Tax planning for wage earners
Budgeting and tax planning might sound like something just for businesses, but getting advice before 30 June is important for individuals too, especially if you’re earning higher wages. One option to consider is salary packaging.
If you are an employee, you would typically receive a regular salary paid directly to a bank account. Sometimes, it can be beneficial to forgo part of our cash salary and receive payment in the form of some other type of benefit instead. In this situation, you make an agreement with your employer to receive part of your payment for work in the form of a ‘non-cash benefit’. This is called salary packaging.

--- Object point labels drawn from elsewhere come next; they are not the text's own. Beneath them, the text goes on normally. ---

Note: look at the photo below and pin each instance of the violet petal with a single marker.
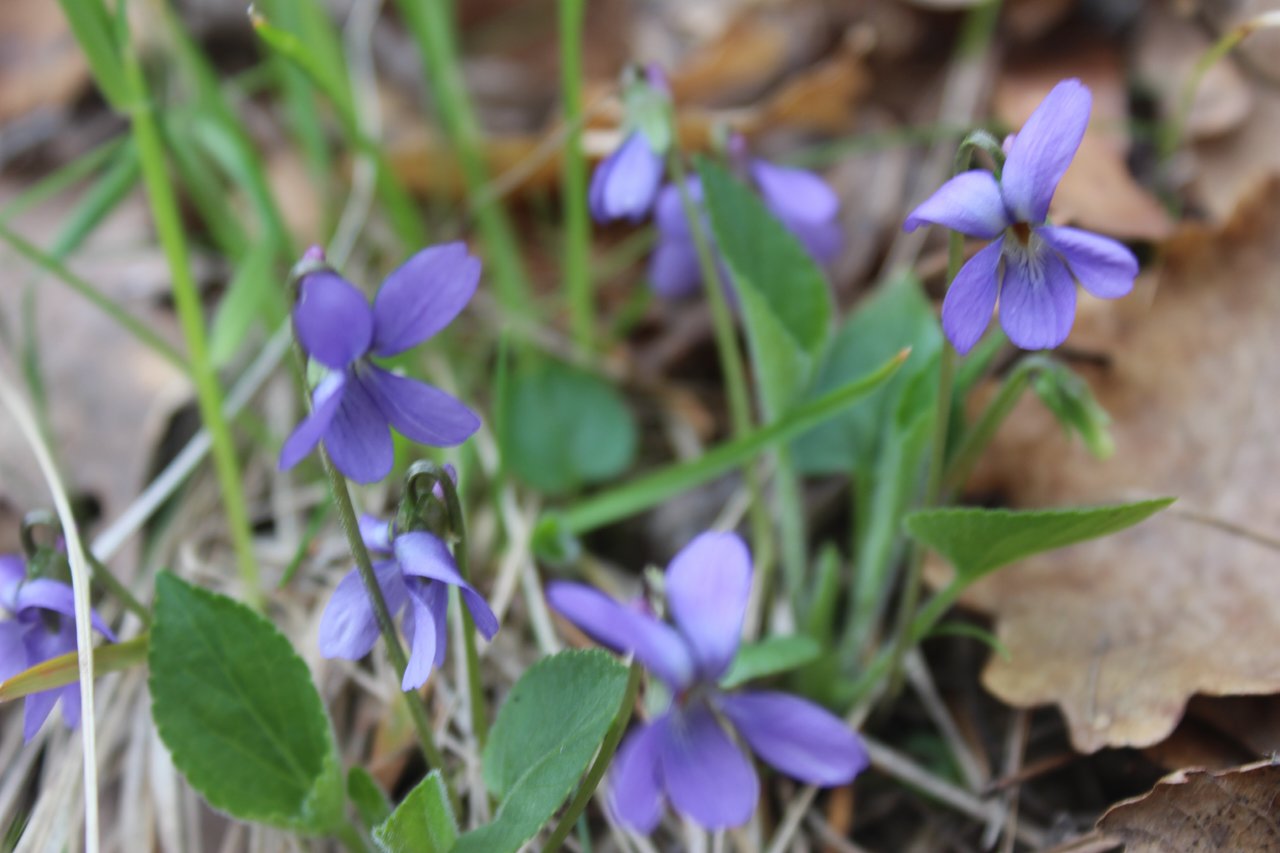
(708, 585)
(656, 644)
(419, 411)
(1037, 300)
(425, 555)
(798, 737)
(796, 195)
(324, 405)
(1043, 149)
(359, 438)
(969, 203)
(347, 626)
(635, 783)
(423, 296)
(626, 183)
(1102, 265)
(332, 319)
(705, 774)
(970, 300)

One of the main benefits of salary packaging is that it may allow you to reduce the amount of tax you have to pay. This allows you to receive a greater overall benefit from your employment, as the amount you save in tax you receive in non-cash benefits. In theory, it’s possible to salary package any benefit you like. However, only certain items will provide a tax benefit when packaged.

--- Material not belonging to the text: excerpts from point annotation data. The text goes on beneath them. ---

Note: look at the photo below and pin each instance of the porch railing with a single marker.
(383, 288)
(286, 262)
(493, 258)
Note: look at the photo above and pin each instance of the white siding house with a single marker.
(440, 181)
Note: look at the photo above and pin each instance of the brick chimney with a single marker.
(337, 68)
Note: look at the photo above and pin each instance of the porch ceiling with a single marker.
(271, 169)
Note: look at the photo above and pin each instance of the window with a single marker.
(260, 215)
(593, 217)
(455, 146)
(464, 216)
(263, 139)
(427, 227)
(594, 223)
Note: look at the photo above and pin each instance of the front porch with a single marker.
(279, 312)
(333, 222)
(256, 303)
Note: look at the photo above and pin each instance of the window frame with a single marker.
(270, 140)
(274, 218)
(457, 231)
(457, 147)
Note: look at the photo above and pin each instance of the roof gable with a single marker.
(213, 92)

When you elect to package part of your salary, you are still required to pay tax. The amount and type of tax you pay depends on what you are receiving. Non-cash benefits are generally subject to a tax called fringe benefits tax (FBT), rather than being taxed at your marginal rate.
So what benefits do not attract FBT? Superannuation contributions, laptop and portable computers, work related items like protective clothing, subscriptions and memberships, professional education and income protection are some examples of how salary packaging allows you to structure your income in a more effective way. As most of these items are expenses that are usually payable over 12 months, now is the time to be planning for next financial year.

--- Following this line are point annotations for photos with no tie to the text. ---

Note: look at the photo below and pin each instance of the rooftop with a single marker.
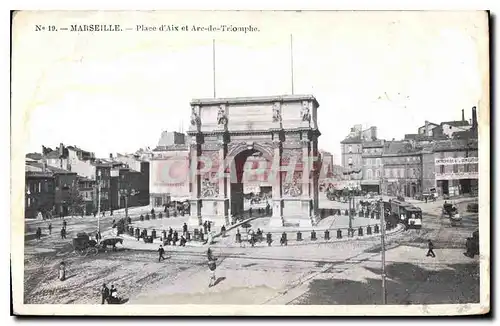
(373, 143)
(254, 100)
(352, 140)
(458, 123)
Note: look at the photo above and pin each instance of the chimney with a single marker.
(474, 118)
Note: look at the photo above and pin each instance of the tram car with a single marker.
(407, 214)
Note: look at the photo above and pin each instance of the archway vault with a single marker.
(284, 129)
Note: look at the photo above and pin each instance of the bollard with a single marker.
(269, 239)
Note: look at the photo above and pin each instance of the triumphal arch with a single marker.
(224, 132)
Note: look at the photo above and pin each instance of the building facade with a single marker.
(402, 169)
(39, 193)
(456, 164)
(372, 165)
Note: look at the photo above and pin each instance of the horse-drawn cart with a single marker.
(84, 246)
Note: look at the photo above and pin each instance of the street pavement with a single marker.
(346, 272)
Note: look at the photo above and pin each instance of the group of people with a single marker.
(173, 237)
(109, 295)
(38, 232)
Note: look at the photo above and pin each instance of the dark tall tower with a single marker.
(474, 118)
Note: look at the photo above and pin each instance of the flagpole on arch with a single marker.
(213, 65)
(291, 60)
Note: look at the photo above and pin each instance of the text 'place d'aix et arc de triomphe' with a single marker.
(224, 132)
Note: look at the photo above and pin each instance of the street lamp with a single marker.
(99, 201)
(126, 193)
(382, 240)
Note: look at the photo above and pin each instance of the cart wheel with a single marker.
(81, 252)
(93, 251)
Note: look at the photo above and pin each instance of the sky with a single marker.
(115, 92)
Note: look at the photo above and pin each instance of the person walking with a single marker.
(212, 266)
(161, 252)
(104, 293)
(430, 252)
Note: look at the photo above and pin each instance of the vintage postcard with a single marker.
(250, 163)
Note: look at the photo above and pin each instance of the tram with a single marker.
(408, 214)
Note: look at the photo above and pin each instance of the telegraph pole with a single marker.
(382, 240)
(99, 201)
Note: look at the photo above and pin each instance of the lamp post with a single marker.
(99, 201)
(382, 241)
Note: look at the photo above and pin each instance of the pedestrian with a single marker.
(104, 293)
(430, 252)
(62, 271)
(183, 241)
(212, 265)
(161, 251)
(176, 237)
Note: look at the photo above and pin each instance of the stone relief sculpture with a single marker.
(294, 188)
(305, 112)
(195, 118)
(222, 116)
(209, 188)
(276, 112)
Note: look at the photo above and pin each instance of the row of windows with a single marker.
(401, 160)
(38, 187)
(372, 150)
(370, 161)
(458, 168)
(400, 173)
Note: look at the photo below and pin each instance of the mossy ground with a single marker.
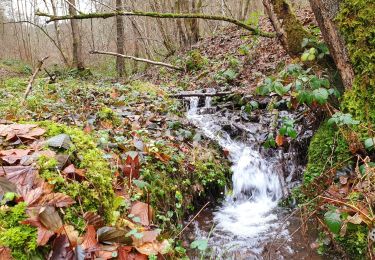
(356, 23)
(175, 186)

The success of a salary packaging strategy strongly depends on the tax implications, which is why we recommend that you seek advice and speak with your accountant as to what suits your situation.
This document provides general information only. It is not intended to take the place of professional advice and you should not take action on specific issues in reliance on this information. This information does not take into account the investment objectives, financial situation or particular needs of any particular person. Before making an investment decision, you need to consider (with or without the assistance of an adviser) whether this information is appropriate to your needs, objectives and circumstances.